- Düşman geldi de kaleyi çevirdi, kaledekiler kanlarına, battılar mı
- چونک دشمن گرد آن حلقه کند ** تا که اندر خونشان غرقه کند
- Düşman askeri, dışardan gelen suyu keser, kaledekilerin o suya güvenmemelerini temin eder.
- آب بیرون را ببرند آن سپاه ** تا نباشد قلعه را زانها پناه
- İşte o zaman kale içindeki bir acı kuyu dışarıdaki, yüz tatlı ırmaktan daha iyidir.
- آن زمان یک چاه شوری از درون ** به ز صد جیحون شیرین از برون
- Sebepleri kesen ecel ve ölüm askeri de kış gibi dalları, yaprakları kesmeye gelir.

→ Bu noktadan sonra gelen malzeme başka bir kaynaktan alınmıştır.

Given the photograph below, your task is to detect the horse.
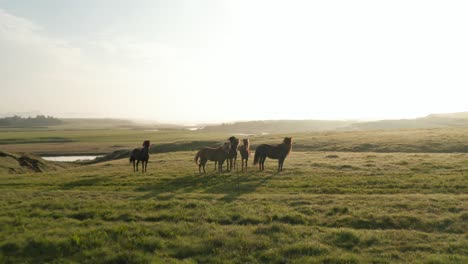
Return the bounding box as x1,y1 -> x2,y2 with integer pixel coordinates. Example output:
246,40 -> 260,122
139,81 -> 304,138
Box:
226,137 -> 239,171
130,140 -> 150,172
194,142 -> 231,174
239,138 -> 250,171
254,137 -> 292,172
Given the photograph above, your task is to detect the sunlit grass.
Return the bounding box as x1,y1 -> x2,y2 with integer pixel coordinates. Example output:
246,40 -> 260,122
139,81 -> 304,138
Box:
0,152 -> 468,263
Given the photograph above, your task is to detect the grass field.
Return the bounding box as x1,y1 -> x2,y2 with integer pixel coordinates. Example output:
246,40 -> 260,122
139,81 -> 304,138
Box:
0,127 -> 468,155
0,139 -> 468,263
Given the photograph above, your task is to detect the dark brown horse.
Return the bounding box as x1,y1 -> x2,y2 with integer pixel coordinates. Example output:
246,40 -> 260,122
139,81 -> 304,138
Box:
254,137 -> 292,171
239,138 -> 250,171
195,142 -> 231,174
226,137 -> 239,171
130,140 -> 150,172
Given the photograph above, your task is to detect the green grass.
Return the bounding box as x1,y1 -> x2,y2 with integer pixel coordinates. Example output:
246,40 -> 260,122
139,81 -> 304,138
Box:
4,128 -> 468,155
0,150 -> 468,263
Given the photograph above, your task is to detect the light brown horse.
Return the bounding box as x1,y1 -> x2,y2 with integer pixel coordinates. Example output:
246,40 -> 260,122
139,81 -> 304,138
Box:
194,142 -> 231,174
254,137 -> 292,171
226,136 -> 239,171
130,140 -> 150,172
239,138 -> 250,171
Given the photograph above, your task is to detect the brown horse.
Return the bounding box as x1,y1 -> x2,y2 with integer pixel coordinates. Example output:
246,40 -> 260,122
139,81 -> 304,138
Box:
239,138 -> 250,171
254,137 -> 292,171
130,140 -> 150,172
195,142 -> 231,174
226,137 -> 239,171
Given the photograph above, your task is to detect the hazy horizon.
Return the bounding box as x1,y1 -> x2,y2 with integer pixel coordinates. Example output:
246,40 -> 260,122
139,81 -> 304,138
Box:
0,0 -> 468,124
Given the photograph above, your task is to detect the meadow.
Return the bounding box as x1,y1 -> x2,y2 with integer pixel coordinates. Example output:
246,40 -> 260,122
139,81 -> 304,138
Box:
0,129 -> 468,263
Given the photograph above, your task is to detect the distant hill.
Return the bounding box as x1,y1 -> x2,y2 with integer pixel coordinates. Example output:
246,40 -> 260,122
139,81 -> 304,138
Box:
350,112 -> 468,130
0,115 -> 63,127
203,112 -> 468,134
203,120 -> 353,134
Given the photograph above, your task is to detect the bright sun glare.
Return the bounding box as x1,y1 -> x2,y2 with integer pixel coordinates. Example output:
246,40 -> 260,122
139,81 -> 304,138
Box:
0,1 -> 468,122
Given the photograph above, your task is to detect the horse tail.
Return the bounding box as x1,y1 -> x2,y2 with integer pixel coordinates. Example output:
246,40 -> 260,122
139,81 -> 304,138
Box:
194,150 -> 201,165
254,148 -> 261,165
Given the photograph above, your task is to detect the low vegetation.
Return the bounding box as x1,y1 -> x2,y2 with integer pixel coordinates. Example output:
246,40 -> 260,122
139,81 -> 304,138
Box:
0,150 -> 468,263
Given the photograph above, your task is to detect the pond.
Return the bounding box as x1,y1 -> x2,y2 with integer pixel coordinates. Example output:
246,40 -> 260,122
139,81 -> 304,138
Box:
42,156 -> 102,162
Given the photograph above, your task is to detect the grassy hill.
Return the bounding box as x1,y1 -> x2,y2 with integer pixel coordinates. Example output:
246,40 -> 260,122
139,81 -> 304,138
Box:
204,112 -> 468,134
0,151 -> 65,174
0,152 -> 468,263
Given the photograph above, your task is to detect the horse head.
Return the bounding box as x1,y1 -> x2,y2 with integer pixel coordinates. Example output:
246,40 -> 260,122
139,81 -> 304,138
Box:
222,142 -> 231,153
142,140 -> 150,148
228,136 -> 239,147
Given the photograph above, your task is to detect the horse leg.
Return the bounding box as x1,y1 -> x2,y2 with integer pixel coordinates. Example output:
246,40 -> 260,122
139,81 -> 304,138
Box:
200,159 -> 208,173
218,160 -> 224,173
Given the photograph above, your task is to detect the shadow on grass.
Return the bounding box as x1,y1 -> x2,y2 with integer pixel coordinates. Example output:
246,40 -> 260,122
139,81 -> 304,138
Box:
60,177 -> 108,190
135,172 -> 277,202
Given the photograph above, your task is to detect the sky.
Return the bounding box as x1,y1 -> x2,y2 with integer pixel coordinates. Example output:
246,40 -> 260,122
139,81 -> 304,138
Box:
0,0 -> 468,123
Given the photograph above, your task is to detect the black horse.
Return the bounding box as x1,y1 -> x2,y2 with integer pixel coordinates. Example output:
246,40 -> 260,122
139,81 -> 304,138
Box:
254,137 -> 292,171
226,137 -> 239,171
130,140 -> 150,172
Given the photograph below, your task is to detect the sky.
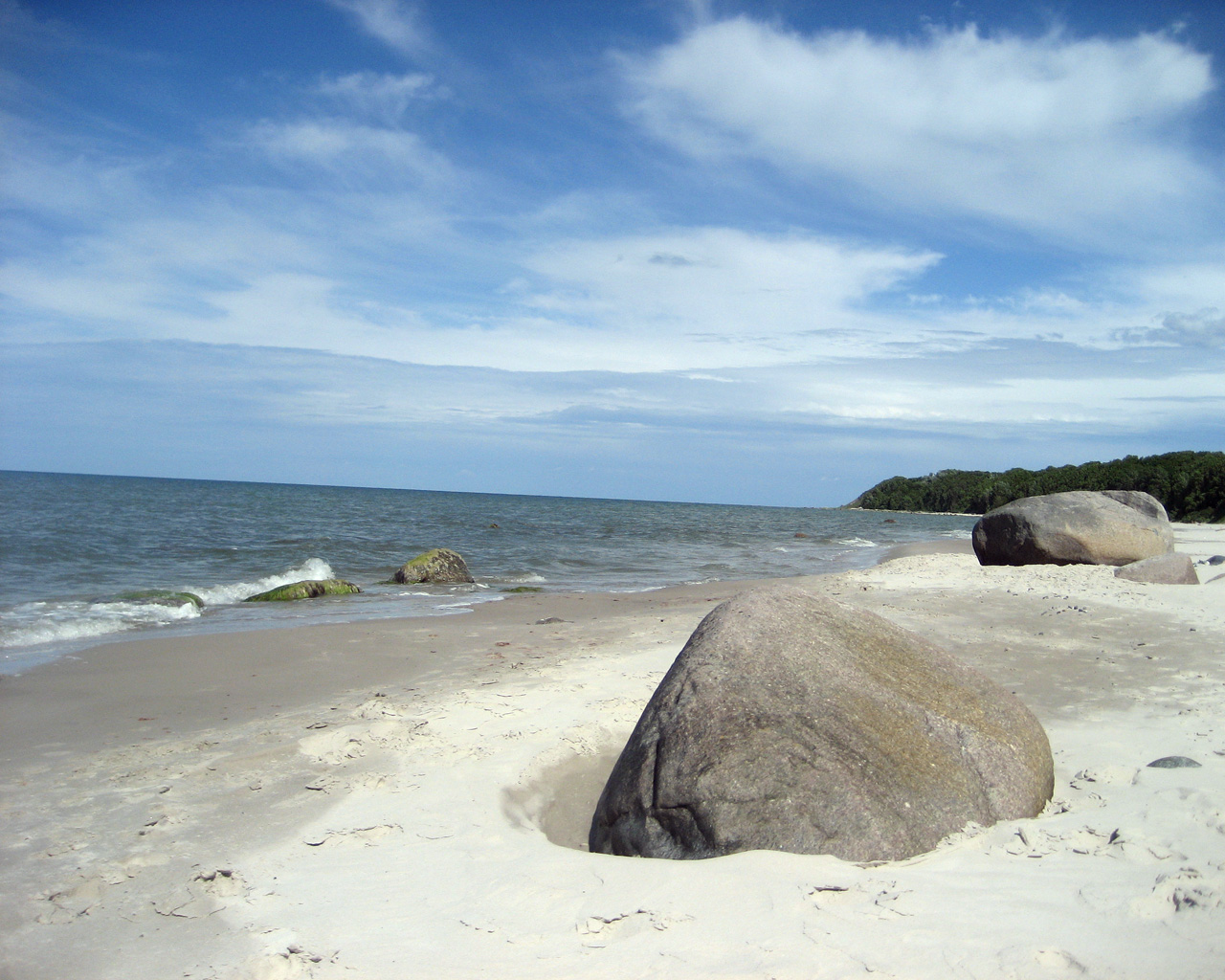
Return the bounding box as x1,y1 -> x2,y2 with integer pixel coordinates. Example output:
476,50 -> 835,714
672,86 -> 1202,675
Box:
0,0 -> 1225,506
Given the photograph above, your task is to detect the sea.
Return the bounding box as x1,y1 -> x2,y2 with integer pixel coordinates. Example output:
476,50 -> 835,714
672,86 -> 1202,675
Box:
0,471 -> 974,674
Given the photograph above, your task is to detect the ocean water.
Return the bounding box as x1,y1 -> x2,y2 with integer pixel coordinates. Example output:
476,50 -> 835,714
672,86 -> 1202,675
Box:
0,471 -> 974,674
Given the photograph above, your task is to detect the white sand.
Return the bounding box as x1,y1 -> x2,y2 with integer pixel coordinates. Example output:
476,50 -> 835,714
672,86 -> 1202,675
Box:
0,525 -> 1225,980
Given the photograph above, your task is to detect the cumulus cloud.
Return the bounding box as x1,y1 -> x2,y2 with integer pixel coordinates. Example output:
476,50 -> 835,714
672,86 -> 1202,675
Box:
622,17 -> 1214,236
1115,307 -> 1225,348
327,0 -> 430,56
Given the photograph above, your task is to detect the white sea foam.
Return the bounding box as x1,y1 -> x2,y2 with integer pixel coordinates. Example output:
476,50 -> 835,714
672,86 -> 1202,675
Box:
0,559 -> 333,648
189,559 -> 336,605
0,601 -> 200,647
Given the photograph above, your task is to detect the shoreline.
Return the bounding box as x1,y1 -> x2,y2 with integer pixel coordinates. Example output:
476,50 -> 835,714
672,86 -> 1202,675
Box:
0,525 -> 1225,980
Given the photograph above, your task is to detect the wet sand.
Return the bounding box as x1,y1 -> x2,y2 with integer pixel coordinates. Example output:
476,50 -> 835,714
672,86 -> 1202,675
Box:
0,525 -> 1225,980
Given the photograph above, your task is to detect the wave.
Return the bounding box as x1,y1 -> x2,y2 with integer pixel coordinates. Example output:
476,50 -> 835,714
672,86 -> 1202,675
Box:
0,601 -> 200,648
188,559 -> 336,605
0,559 -> 333,649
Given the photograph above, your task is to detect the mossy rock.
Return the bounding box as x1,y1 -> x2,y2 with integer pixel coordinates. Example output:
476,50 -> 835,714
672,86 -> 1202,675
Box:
392,547 -> 476,586
242,578 -> 362,603
112,590 -> 205,609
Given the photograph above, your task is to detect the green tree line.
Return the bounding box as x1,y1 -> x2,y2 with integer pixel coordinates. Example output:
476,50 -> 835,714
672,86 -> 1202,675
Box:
846,452 -> 1225,523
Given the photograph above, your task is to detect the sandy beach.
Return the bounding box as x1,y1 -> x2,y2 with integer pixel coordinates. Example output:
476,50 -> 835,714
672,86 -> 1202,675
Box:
0,525 -> 1225,980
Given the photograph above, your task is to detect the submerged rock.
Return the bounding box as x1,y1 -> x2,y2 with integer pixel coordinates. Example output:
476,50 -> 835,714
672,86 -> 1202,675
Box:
390,547 -> 476,586
972,490 -> 1173,565
109,590 -> 205,609
242,578 -> 362,603
590,587 -> 1054,861
1115,552 -> 1199,586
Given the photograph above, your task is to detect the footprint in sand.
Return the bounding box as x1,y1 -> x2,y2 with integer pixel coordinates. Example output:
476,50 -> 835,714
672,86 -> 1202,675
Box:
1128,867 -> 1225,919
574,909 -> 690,949
302,823 -> 404,848
999,946 -> 1089,980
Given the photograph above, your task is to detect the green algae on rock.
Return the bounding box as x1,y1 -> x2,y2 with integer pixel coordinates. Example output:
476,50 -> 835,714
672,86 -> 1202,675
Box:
242,578 -> 362,603
392,547 -> 476,586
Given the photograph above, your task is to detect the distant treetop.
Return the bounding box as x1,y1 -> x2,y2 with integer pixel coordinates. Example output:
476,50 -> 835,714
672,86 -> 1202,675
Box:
846,451 -> 1225,523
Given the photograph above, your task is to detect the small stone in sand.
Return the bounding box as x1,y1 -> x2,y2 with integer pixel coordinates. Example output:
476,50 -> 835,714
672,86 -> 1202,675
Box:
1147,756 -> 1199,769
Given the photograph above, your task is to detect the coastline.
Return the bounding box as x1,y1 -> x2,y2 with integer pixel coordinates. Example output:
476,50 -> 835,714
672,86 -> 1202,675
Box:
0,525 -> 1225,980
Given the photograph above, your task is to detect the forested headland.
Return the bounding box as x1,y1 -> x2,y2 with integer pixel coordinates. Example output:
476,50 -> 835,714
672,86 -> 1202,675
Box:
846,452 -> 1225,523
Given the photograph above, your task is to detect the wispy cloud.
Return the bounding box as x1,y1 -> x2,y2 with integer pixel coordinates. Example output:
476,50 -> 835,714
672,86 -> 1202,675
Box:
622,17 -> 1219,245
248,118 -> 456,191
327,0 -> 433,57
319,71 -> 441,126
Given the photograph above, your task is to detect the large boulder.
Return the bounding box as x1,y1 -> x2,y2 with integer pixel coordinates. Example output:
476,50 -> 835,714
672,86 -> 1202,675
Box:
392,547 -> 474,586
972,490 -> 1173,565
242,578 -> 362,603
1115,552 -> 1199,586
590,587 -> 1054,861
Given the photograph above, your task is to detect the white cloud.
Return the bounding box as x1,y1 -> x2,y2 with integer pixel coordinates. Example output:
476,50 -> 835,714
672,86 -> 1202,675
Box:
524,228 -> 940,343
319,71 -> 437,125
622,17 -> 1217,239
248,119 -> 456,189
327,0 -> 430,56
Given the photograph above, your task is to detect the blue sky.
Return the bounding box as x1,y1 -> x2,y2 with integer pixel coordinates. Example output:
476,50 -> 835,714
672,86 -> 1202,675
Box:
0,0 -> 1225,506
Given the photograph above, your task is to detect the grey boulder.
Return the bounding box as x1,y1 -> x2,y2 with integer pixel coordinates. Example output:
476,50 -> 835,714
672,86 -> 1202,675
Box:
1115,551 -> 1199,586
972,490 -> 1173,565
392,547 -> 473,586
590,587 -> 1054,861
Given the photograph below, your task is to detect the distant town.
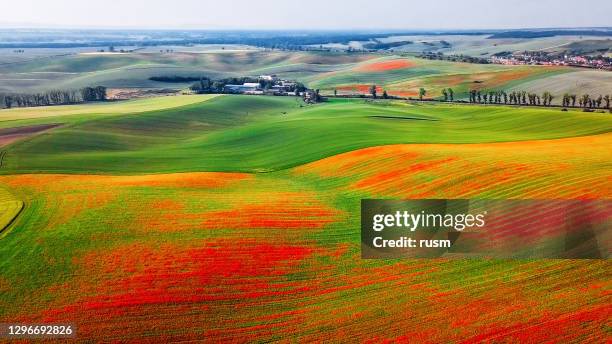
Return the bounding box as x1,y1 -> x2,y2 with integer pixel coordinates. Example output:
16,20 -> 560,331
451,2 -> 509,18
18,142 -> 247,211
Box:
418,51 -> 612,71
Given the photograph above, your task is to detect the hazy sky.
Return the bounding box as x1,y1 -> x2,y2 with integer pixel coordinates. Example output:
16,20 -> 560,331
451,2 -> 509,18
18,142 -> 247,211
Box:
0,0 -> 612,29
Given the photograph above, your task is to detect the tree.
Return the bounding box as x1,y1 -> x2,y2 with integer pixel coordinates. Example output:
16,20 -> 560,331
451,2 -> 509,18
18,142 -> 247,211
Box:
419,87 -> 427,100
580,94 -> 592,108
4,96 -> 13,109
595,94 -> 603,108
370,85 -> 376,99
562,93 -> 570,107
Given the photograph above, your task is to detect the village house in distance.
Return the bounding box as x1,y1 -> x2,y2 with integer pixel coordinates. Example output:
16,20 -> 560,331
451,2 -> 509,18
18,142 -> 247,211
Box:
223,75 -> 305,96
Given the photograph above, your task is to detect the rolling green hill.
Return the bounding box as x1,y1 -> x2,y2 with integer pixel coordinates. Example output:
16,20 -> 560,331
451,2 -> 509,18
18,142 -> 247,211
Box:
0,50 -> 612,100
1,96 -> 612,174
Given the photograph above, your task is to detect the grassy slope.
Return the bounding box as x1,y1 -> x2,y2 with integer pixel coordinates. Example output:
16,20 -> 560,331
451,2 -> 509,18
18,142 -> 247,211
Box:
0,95 -> 219,128
0,132 -> 612,342
2,96 -> 612,174
0,51 -> 610,98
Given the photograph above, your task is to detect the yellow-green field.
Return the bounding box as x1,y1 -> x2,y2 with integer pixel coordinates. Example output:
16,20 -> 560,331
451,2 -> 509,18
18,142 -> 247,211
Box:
0,96 -> 612,343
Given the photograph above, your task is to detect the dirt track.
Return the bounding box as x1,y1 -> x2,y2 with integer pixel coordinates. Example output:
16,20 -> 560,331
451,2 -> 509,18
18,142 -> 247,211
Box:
0,123 -> 61,147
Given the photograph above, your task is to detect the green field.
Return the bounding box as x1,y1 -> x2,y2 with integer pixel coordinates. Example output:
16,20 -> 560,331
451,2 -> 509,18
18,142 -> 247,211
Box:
0,49 -> 612,100
0,95 -> 612,342
0,96 -> 612,174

- قاطع الاسباب و لشکرهای مرگ ** همچو دی آید به قطع شاخ و برگ
- O zaman ağaçlara bahar, yardım edemez. Ancak iç âlemindeki sevgilinin bahara benzeyen yüzü yardım eder. 3605
- در جهان نبود مددشان از بهار ** جز مگر در جان بهار روی یار
- Onun için şu toprak yeryüzüne” Gurur, aldanış yurdu” denmiştir. Çünkü göçme çağına ulaştın mı senden ayağını çekiverir.
- زان لقب شد خاک را دار الغرور ** کو کشد پا را سپس یوم العبور
- Ondan önce senin sağında, solunda koşar, senin derdini ben alırım, senin yerine ben dertlenirim derdi. Bir şey almadı ya!
- پیش از آن بر راست و بر چپ میدوید ** که بچینم درد تو چیزی نچید
- Gam zamanlarında sana, senden gam ırak olsun, gamla aranda on dağ bulunsun derdi.
- او بگفتی مر ترا وقت غمان ** دور از تو رنج و ده که در میان
- Fakat elem ordusu geldi de ağzını kapattı mı, seni görmüşlüğüm var bile demez.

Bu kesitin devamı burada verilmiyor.